Coordinación editorial: Gastón Barrionuevo

Diseño de tapa: Departamento de Arte Tinta Libre Ediciones.

Diseño de interior: Departamento de Arte Tinta Libre Ediciones.

Ciminari, Javier José

Los designios de Lucio / Javier José Ciminari. - 1a ed - Córdoba : Tinta Libre, 2021.

144 p. ; 22 x 15 cm.

ISBN 978-987-708-762-8

1. Novelas. 2. Novelas Policiales. 3. Novelas de Misterio. I. Título.

CDD A860

Prohibida su reproducción, almacenamiento, y distribución por cualquier medio,

total o parcial sin el permiso previo y por escrito de los autores y/o editor.

Está también totalmente prohibido su tratamiento informático y distribución

por internet o por cualquier otra red.

La recopilación de fotografías y los contenidos son de absoluta responsabilidad

de/l los autor/es. La Editorial no se responsabiliza por la información de este libro.

Hecho el depósito que marca la Ley 11.723

Impreso en Argentina - Printed in Argentina

© 2021. Ciminari, Javier José

© 2021. Tinta Libre Ediciones

“El universo es tuyo, solo tienes que enseñarle a tu mente a volar”

J. C.

Los designios de Lucio

Javier Ciminari

I

Inicios en los suburbios de la ciudad

Era una tarde como tantas otras y Nacho recorría ese callejón enclavado entre los ruinosos edificios de los suburbios de la ciudad, lugar que había sido testigo —desde su niñez— de sus primeras andanzas en el submundo del delito.

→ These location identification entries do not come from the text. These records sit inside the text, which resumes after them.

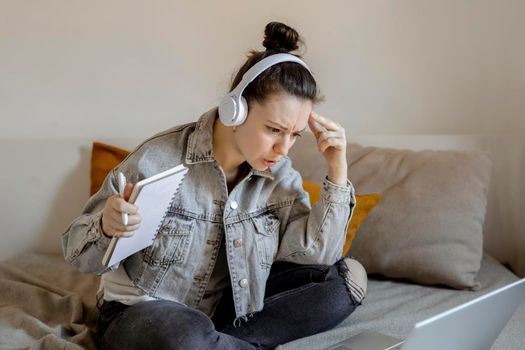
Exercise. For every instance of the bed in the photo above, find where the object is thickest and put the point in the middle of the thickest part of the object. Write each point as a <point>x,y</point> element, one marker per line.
<point>46,304</point>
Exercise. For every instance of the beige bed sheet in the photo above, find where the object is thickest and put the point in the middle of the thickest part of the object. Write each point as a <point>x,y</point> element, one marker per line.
<point>46,304</point>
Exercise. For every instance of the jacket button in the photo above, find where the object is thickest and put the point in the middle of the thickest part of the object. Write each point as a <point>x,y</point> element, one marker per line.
<point>243,283</point>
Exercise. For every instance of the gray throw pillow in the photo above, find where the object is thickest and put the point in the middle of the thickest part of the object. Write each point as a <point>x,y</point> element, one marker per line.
<point>428,225</point>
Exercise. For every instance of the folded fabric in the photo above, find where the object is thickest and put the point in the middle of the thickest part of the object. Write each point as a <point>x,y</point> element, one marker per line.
<point>428,226</point>
<point>364,204</point>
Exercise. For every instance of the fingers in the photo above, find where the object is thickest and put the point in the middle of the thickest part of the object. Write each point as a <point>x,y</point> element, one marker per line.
<point>331,139</point>
<point>321,123</point>
<point>112,217</point>
<point>127,190</point>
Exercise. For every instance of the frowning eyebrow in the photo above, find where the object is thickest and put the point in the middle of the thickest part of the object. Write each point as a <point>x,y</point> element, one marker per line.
<point>284,128</point>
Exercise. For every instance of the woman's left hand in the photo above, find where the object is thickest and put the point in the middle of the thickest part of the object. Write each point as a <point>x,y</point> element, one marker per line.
<point>331,141</point>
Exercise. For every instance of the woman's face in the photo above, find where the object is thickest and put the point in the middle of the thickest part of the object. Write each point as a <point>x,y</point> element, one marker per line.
<point>271,129</point>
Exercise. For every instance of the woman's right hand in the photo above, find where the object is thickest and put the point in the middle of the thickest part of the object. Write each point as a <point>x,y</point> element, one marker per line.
<point>112,215</point>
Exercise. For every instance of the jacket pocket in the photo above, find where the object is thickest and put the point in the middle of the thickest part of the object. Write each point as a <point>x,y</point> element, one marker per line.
<point>171,245</point>
<point>266,238</point>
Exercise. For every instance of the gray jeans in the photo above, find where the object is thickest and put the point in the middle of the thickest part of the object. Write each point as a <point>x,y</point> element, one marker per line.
<point>300,300</point>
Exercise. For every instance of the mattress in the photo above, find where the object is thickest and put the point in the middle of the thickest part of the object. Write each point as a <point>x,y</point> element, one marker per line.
<point>45,303</point>
<point>393,307</point>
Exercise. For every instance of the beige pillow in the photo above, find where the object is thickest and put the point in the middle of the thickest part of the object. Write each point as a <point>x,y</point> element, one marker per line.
<point>428,225</point>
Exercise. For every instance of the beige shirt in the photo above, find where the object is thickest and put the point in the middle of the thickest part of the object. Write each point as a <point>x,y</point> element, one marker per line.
<point>117,286</point>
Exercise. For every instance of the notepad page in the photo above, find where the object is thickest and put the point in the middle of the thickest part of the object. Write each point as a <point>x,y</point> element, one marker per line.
<point>153,202</point>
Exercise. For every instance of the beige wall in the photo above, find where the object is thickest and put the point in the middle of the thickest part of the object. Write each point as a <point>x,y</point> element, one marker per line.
<point>102,69</point>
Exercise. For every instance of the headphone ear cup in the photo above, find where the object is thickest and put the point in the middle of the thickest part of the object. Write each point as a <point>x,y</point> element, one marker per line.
<point>227,110</point>
<point>243,111</point>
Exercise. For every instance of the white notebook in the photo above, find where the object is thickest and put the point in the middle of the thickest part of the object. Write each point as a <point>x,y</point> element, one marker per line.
<point>153,196</point>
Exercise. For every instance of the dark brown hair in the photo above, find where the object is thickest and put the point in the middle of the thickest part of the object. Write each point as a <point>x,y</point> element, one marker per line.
<point>288,77</point>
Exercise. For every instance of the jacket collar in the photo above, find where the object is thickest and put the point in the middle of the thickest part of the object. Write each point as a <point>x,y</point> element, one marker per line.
<point>200,145</point>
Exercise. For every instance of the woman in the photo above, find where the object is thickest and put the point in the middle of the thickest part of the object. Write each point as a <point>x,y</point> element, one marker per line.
<point>241,261</point>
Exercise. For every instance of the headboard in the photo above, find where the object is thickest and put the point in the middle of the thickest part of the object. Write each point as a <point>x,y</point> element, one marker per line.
<point>45,183</point>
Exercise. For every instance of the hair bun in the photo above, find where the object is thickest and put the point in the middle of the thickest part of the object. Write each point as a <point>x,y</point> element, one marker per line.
<point>280,38</point>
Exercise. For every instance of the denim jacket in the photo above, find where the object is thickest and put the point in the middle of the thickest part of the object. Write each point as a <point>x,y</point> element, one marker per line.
<point>266,217</point>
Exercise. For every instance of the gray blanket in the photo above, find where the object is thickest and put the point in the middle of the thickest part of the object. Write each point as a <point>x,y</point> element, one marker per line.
<point>46,304</point>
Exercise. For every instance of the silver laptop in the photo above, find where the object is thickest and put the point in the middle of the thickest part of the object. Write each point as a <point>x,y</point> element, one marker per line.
<point>474,325</point>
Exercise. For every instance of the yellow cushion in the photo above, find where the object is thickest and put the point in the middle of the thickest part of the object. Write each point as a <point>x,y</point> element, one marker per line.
<point>364,204</point>
<point>104,158</point>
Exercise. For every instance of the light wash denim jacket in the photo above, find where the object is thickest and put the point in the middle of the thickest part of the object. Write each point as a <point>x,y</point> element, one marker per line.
<point>266,217</point>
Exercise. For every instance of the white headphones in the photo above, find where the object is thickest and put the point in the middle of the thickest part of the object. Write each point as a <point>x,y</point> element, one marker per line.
<point>233,108</point>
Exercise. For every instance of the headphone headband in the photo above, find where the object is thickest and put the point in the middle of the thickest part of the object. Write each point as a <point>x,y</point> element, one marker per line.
<point>233,108</point>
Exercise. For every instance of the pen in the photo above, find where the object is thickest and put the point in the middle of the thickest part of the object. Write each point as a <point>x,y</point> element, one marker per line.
<point>121,187</point>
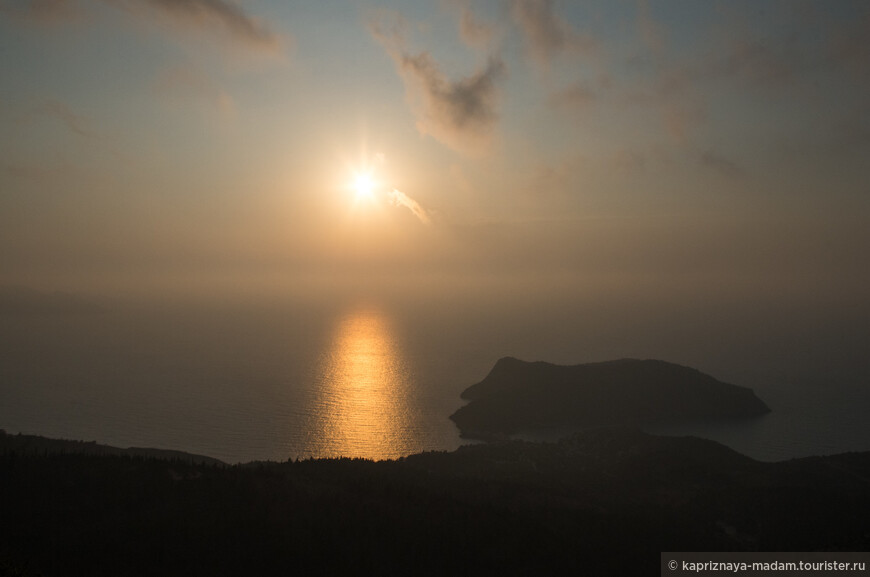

Su primer maestro, y quien lo instruyó en las rebuscadas artes del engaño y lo clandestino, fue un hábil cerrajero, apodado Lobo, que se especializaba en la instalación de cajas de seguridad y prestaba sus servicios a numerosos clientes —en su mayoría, acaudalados comerciantes y compañías financieras— que lo contrataban para garantizar la inaccesibilidad a sus reservas de dinero en efectivo.

Lobo, quien había logrado una gran reputación por sus habilidades profesionales, centradas principalmente en su tacto y oídos privilegiados, accedía de manera constante a información sumamente sensible, relacionada por supuesto con sus clientes, adquiriendo conocimiento sobre sus movimientos financieros y reservas de dinero, que luego sería proporcionada —con suma cautela— a bandas organizadas de delincuentes.

Sus nexos fueron extendiéndose con el correr de los años e incluían aceitados canales que llegaban incluso hasta los altos mandos de las fuerzas de seguridad de la ciudad. El ambicioso cerrajero no exteriorizaba temor al momento de diagramar los eficaces golpes que propiciaba a sus víctimas, con lo que presentaba rasgos de conducta que nítidamente anticipaban un temperamento obsesivo. Hombre de pocas palabras, rutinario, cauteloso y de aspecto humilde, no despertaba sospechas sobre su actividad secundaria, ya que, ante todos, se presentaba como un simple trabajador de escasos recursos.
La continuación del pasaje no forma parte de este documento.